Since you did not specify where you live I will refer to the CBC as a model for answering your questions. Building codes, since 1981, have been adapted to bring construction in conformity with the Americans With Disabilities Act concerning accessibility. So, consideration of the ADA technical assistance manuals also comes into play. The CBC is amended from time to time and, when considering the requirements applied in the construction of your building.First, we start by looking at the plans (perhaps on file at the building department or we get them through a lawsuit). If they had details for different handrails, or carpet layout, they can be used to show negligent deviation from the plans. This corner cutting by the contractor is often done to save a buck at the expense of safety.
Another way of proving negligence is to look at the safety/building codes in effect at the time of construction. In older buildings, if there have been subsequent modifications or renovations, they may have triggered building upgrades to meet current requirements under the CBD and ADA . Since your building is relatively new it makes the analysis easier.
A party is presumed negligent where it is shown that the party violated a statute, ordinance, or safety regulation of a public entity and that such violation was a substantial factor in causing the plaintiff’s harm (California Evidence Code § 669). The CBC can be used for this purpose.

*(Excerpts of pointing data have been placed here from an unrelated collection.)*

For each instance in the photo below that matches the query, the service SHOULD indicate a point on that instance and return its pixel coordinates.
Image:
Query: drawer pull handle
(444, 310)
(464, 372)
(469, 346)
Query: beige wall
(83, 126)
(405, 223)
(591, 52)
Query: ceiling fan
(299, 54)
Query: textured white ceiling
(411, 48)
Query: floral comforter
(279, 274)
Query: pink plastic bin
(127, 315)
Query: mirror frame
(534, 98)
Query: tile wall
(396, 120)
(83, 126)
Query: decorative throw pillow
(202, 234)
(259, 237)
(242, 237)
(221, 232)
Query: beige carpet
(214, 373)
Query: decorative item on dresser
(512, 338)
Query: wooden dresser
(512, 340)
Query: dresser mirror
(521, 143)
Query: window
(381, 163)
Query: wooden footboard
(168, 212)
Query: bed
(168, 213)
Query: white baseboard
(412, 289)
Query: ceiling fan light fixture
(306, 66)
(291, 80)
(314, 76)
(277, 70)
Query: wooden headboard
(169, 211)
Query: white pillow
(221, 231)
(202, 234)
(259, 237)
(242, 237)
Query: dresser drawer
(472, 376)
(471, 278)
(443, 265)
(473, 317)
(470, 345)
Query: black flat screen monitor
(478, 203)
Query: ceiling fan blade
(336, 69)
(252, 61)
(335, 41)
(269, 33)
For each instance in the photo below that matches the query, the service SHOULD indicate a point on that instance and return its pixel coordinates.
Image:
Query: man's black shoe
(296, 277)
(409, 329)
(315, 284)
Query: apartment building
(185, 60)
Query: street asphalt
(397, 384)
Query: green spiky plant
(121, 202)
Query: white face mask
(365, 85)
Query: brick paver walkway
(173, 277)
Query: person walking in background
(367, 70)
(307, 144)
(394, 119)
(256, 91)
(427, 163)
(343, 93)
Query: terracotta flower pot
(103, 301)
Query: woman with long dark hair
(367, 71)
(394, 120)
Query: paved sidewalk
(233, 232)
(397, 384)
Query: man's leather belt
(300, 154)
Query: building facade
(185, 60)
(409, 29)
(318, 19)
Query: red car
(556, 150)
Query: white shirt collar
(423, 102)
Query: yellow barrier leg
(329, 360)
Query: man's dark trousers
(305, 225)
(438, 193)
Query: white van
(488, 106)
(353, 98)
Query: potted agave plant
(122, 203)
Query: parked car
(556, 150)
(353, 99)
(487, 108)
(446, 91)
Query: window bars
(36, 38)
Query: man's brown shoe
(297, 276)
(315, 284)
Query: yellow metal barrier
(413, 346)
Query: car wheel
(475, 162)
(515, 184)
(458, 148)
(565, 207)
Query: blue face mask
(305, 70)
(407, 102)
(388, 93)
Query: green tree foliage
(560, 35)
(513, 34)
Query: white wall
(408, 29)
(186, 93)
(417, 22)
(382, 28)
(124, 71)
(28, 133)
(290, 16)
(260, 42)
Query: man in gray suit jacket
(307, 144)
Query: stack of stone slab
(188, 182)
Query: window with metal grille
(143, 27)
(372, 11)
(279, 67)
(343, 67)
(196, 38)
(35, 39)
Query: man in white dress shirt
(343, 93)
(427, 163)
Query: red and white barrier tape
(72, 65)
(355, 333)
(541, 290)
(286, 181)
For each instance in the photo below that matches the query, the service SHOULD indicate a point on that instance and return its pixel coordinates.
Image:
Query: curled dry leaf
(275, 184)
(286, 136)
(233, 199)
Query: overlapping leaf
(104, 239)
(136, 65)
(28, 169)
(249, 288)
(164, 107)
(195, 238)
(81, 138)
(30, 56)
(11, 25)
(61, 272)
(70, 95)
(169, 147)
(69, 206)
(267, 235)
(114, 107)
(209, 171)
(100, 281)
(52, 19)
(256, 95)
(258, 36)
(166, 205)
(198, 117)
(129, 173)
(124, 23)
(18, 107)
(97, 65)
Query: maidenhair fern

The CBC provides that “the handgrip portion of handrails shall be not less than 1 1/4 inches (32 mm) nor more than 1 ½ inches (38 mm) in cross-sectional nominal dimension or the shape shall provide an equivalent gripping surface. The handgrip portion of handrails shall have a smooth surface with no sharp corners.” (California Building Code Section 1133B.4.2.6.) In layman’s terms, handrails must either be round or otherwise have an adequate gripping surface by which individuals can place their hand around the handrail. (Your thumb needs to be able to grab around something.) Additionally, “handrails projecting from a wall shall have a space of 1 ½ inches (38 mm) between the wall and the handrail.” (CBC Section 1133B.4.25.)
In the present case, the handrail did not comply with the CBC in that it failed to provide an adequate gripping surface for you. Therefore, on that point alone, negligence may “befall” the landlord because you were unable to steady yourself as you lost your balance. Call a trial lawyer to come and look at the stairs. They will help you to get the landlord to open their eyes and help you with your serious injuries and medical bills.